The Under Wards Lament

No verses recorded yet. This song is known to exist — sung in the lower levels of Grollen during the week of mourning for the Silent Winter Riots — but no full transcription has been recovered.

Sea Chant

Merodyx, Turn the Tide

A working chant used by fishermen and sailors crossing the Brumous Sea. Sung as an appeal to the Brine Dragon for safe passage. Full text not yet recorded.

Sayings & Proverbs

Common phrases heard in taverns, workshops, courtrooms, and corners of Emmerick.

From Grollen

"You don't go down to Gehenna twice and come back the same person." — Said of anyone who has truly lost themselves to the festival underground
"The ground doesn't forget what you put in it." — Miners' warning against improper disposal of tailings and runoff

From Hauptort

"The lake was clean once. Ask your grandfather." — A bitter remark about industrial pollution, often used to silence apologists
"Rockgut doesn't ask what you deserve." — On the indiscriminate nature of occupational disease

From Himmelhaven

"Every coin spent in Himmelhaven spends twice — once on what you want, once on who sees you want it." — On the performative nature of wealth in the city

From Stahlwolke

"Parliament doesn't move fast. Parliament moves once." — On the deliberate, slow consolidation of political power
"The guards here don't look like guards. That's the point." — Whispered to newcomers about plainclothes surveillance in the capital

From the Concord Era

"Kristoph called us cultists. We called it Tuesday." — Attributed to early Concord members during the civil war

From the All-Father Forest Region

"Tragen doesn't cut living trees. Tragen doesn't need to be told why." — On the instinctive reverence of the townspeople, whose real reasons have been forgotten

Legends & Local Myth

Stories that have passed from fact into half-truth, and from half-truth into something older.

Sacred Forest

The Giant in the All-Father Forest

Deep in the All-Father Forest — the last sacred place of the All-Father in Emmerick — a storm giant sleeps. Most people in Tragen no longer know this. The full story has passed into instinct: a deep and sourceless reverence for the wood that cannot explain itself.

The older telling goes that, centuries ago, Tragen's loggers pushed too far. The giant awoke. It did not negotiate. It threatened scorched earth, and Tragen changed its ways immediately. But the generation that remembered passed on only the rule, not the reason. Now the people gather only fallen wood, and they do not ask why. They just know.

The Shrine of Roots — a hallowed outcropping just beyond the forest's edge — marks the spot where the original compact is said to have been made.
Lost City

The City Beneath the Dust

The fey tale of the Glittergold Gem references a city buried beneath the earth — a place of stolen knowledge and buried minds. Whether it refers to a literal buried ruin, a metaphor for forgotten history, or something in the Feywild is a matter of scholarly argument.

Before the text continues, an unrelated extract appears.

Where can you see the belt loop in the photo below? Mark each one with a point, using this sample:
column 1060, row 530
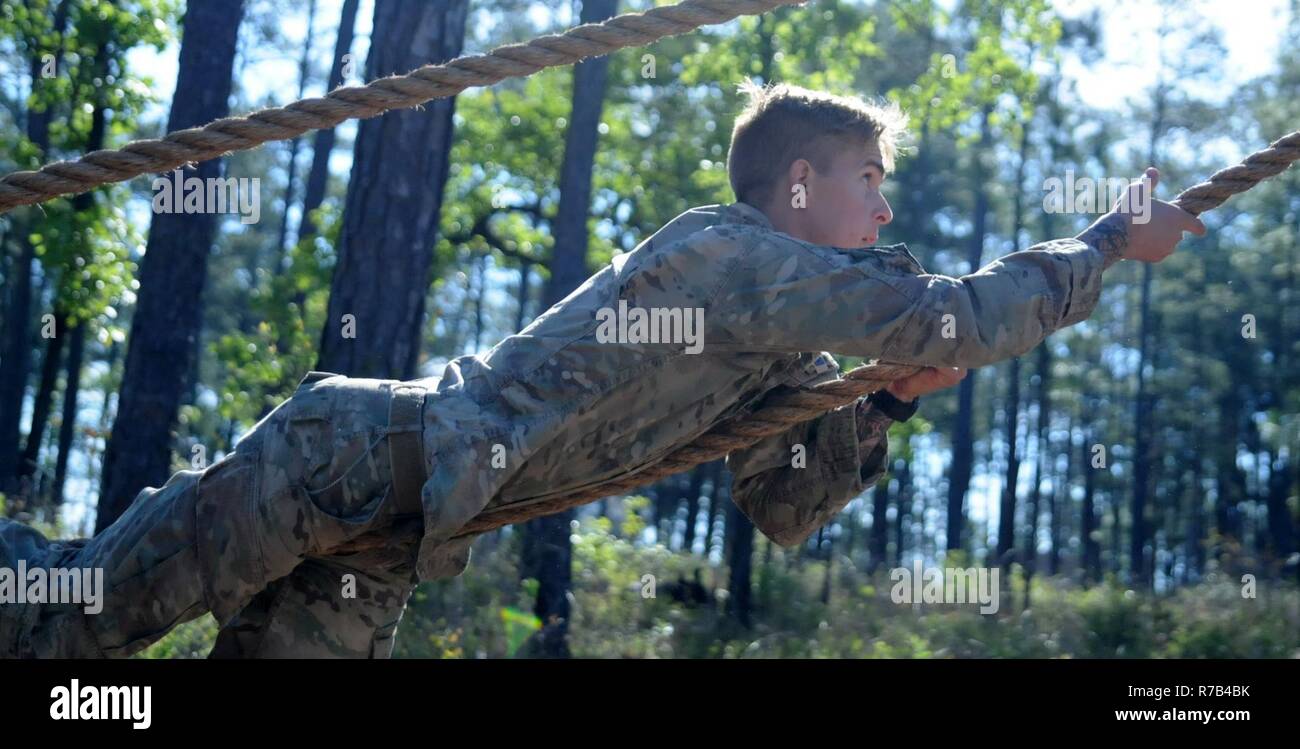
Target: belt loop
column 406, row 446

Some explorers near the Witchfire Marsh have reported finding strange architectural remnants that match the tale's imagery. None have returned with anything they could agree upon.

Sea Dragon

Merodyx the Brine Dragon

Sailors crossing the Brumous Sea know the name Merodyx. They know better than to say it casually. The dragon — a mature adult with seafoam-green scales — is not a legend in the sense of being unconfirmed. It has been seen. Ships have been taken.

What belongs to folklore is everything else: that Merodyx collects the figureheads of sunken ships. That it can speak every language of every sailor it has ever killed. That it has a name for every wreck in its domain. That it will let you pass if you leave something at the waterline.

Nobody agrees what you're supposed to leave.

Fey Portal

The Door in the Witchfire Marsh

The Witchfire Marsh is known to contain a portal to the Feywild. This is not quite myth — those who study fey geography accept it as fact — but the location of the door shifts, and the conditions for its opening are disputed.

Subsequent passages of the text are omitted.